I recenlty got a new a DeWalt 20″ scrollsaw and bought a couple of books that take you through a series of skill-building projects, and it’s been quite fun.
I’ve reached a point now that’s not covered in any of the books I have. I’ve used the bevel cutting technique for inlaying a single piece into another. What changes do you have to make in this technique if you’re going to be inlaying 2 (or more) different woods into a base? I’ve experimented with taping three layers together, for example, then cutting my pattern out with a 2-degree bevel. If you call the layers T(op), M(iddle), and B(ottom), then when I’m done with the cut, M inlays nicely into T, and B inlays into M, but B is too loose for T.
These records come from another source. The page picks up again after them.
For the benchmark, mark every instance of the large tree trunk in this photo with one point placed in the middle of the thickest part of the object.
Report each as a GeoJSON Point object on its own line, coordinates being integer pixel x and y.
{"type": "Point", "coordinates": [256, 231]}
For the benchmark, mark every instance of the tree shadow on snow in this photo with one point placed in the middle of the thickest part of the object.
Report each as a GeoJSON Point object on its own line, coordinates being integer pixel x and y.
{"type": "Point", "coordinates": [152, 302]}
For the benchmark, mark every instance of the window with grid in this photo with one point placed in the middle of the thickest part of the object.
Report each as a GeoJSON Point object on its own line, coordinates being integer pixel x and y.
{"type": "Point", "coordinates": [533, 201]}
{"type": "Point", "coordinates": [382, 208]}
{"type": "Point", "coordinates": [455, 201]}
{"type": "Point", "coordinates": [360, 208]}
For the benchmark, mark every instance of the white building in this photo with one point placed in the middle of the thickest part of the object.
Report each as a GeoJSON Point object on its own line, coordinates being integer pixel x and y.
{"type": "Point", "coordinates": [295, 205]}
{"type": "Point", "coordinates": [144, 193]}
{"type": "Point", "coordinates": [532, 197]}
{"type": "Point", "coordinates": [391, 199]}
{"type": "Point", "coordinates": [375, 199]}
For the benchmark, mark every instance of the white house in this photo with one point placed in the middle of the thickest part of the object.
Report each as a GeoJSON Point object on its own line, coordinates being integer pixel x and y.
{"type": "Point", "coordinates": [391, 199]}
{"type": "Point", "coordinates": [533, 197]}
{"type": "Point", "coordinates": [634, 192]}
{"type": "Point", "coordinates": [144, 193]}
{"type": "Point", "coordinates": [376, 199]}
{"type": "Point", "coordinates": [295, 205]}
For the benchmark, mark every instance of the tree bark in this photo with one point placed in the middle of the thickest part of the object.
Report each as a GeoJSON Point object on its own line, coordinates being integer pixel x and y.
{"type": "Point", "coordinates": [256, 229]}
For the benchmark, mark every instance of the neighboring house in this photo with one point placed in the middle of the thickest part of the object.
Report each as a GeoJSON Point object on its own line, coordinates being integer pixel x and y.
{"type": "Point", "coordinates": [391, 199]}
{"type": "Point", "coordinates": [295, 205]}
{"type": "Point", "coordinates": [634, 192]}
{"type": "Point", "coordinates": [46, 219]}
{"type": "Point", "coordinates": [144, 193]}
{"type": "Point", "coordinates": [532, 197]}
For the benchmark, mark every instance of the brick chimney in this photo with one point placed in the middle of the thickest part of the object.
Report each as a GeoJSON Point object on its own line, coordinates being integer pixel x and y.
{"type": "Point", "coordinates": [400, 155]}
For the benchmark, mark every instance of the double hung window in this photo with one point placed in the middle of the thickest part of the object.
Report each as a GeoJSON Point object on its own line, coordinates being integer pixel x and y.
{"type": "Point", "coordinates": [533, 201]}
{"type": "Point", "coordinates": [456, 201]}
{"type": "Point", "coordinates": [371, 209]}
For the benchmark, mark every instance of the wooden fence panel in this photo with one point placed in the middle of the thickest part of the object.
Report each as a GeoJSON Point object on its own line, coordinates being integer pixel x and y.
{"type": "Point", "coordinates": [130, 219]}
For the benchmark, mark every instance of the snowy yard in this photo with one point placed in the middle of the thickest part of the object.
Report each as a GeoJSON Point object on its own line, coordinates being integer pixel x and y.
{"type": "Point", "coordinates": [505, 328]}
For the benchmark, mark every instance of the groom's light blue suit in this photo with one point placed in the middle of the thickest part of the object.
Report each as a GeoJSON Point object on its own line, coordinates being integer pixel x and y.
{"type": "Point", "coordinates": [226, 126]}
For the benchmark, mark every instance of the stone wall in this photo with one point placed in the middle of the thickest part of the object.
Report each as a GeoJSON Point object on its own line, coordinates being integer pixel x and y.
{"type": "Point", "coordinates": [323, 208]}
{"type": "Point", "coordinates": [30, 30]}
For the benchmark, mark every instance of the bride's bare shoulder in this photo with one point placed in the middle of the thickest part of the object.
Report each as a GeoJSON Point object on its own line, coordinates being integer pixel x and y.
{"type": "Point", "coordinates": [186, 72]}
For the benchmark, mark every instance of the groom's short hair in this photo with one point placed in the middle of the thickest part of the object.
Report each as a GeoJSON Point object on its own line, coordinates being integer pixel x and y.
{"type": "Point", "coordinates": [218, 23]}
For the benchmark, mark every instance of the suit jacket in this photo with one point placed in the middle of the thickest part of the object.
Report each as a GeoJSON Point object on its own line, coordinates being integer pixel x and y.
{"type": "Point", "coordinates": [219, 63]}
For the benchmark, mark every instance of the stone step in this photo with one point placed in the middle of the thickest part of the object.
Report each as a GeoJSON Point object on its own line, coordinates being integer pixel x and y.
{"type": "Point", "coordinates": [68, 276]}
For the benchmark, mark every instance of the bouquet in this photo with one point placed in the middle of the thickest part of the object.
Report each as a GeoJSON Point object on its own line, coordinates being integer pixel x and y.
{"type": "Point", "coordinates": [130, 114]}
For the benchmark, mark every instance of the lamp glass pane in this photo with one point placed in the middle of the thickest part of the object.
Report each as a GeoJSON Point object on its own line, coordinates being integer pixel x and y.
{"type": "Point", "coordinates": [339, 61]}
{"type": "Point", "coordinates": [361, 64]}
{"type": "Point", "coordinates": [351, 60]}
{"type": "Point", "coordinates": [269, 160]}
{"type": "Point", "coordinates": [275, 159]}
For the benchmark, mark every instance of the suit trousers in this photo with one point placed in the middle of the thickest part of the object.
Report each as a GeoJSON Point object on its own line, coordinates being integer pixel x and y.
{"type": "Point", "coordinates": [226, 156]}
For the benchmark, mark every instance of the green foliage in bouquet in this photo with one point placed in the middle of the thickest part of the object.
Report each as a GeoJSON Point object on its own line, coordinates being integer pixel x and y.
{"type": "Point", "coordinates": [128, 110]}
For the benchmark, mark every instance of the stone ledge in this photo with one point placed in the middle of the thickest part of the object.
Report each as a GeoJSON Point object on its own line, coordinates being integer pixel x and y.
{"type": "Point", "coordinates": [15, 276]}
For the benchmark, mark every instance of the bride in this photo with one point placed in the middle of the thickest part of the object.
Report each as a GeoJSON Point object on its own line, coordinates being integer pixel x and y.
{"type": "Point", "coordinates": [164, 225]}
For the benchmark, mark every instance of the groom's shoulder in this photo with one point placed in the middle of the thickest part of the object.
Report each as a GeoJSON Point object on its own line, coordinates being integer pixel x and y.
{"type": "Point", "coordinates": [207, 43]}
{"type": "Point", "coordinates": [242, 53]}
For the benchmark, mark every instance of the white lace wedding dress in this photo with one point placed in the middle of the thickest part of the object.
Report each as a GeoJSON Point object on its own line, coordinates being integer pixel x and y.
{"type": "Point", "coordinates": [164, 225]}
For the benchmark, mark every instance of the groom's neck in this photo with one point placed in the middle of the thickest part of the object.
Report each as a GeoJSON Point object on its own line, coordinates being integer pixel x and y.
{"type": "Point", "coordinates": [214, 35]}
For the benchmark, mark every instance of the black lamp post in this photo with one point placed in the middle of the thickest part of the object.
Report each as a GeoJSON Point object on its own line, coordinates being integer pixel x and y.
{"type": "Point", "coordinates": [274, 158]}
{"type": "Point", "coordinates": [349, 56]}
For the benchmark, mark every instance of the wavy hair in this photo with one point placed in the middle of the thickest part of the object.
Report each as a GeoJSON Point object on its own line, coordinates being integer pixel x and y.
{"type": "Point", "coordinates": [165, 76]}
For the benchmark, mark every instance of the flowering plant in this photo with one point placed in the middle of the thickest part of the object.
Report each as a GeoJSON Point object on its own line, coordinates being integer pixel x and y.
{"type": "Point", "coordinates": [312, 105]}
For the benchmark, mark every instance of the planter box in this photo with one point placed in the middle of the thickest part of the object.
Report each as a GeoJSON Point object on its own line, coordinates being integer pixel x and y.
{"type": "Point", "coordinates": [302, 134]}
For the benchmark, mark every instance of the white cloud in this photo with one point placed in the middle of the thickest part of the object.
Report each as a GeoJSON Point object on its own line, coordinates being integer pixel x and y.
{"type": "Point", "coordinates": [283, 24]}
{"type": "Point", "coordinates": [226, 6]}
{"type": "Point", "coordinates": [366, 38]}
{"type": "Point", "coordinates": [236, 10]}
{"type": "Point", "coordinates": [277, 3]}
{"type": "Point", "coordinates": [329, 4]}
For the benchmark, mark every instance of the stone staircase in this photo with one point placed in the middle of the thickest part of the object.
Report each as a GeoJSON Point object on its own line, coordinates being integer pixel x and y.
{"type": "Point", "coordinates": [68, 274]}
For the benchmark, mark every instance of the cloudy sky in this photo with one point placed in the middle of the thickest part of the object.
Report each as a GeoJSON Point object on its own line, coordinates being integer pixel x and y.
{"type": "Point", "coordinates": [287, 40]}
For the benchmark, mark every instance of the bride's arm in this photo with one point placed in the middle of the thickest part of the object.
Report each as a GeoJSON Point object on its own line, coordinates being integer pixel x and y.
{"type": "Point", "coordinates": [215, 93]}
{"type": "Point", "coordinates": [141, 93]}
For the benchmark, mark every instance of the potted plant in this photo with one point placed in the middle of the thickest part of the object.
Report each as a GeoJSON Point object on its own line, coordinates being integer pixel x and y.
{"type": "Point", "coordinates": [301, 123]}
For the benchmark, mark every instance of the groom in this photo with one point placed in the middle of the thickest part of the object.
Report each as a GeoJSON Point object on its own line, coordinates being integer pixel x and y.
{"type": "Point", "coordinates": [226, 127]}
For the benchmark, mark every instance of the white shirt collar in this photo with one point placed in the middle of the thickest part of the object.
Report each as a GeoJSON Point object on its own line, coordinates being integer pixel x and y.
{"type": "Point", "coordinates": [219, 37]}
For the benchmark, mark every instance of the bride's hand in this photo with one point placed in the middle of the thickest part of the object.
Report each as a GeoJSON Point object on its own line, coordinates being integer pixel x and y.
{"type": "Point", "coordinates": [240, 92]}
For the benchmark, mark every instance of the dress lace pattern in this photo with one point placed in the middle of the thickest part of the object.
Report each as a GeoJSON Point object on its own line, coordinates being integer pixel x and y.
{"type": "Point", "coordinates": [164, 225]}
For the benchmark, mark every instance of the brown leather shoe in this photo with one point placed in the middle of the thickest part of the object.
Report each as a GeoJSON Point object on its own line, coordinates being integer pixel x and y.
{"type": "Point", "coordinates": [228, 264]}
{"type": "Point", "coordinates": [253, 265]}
I’ve seen inlay projects with *many* different woods, so obviously there’s a technique that works. Do I simply increase the bevel angle? –or is there a completely different technique? Can anybody point me in the right direction?
-M.
Replies
Professional veneering experts at Flamingo Inlays use an angle of 7 to 10 degrees. If your inlays are thicker than veneers, your three high stack is sure to cause size problems. Make various two stack sandwiches, using differenr top woods for each. They will all fit beautifully. Your jigsaw probably tilts only one way, but I'm sure it has a scale that will show 10 degrees. Make sure your saw slant is 'with the cone'. Imagining a cone with the point down through your insert is a good way to keep proper orientation in mind. Also, you don't say how fine a blade you're using. I believe Lee Neilson (sp?) sells very fine veneering blades. And, after all, it's the thickness of the saw kerf that determines how much wood is taken, and is the reason fo the taper (or Cone) in the first place.
Work with only two layers at a time. Call one the background, and the other the insert. Cut the hole in the background layer and the matching piece from the insert layer. Remove the waste, and drop that piece into the background layer with glue on the edge to hold it in. For the next cuts, your background layer has multiple kinds of wood in it.
Thanks to both of you for the suggestions. I'm practicing with 1/4" thick materials, so yes -- it's much thicker than veneers. I've tried #0, #2, and #4 blades.
As my wife and I were driving to go out to dinner tonight, I finally had a mental insight into the geometry and realized, as both of you pointed out, that a stack isn't going to work no matter what the bevel angle if the materials aren't extremely thin.
I'm going to combine both of your suggestions -- moving my bevel angle closer to 10 deg and just doing two layers, gluing pieces into the background after each cut. I can see that this technique will take a little pre-planning of the cut schedule.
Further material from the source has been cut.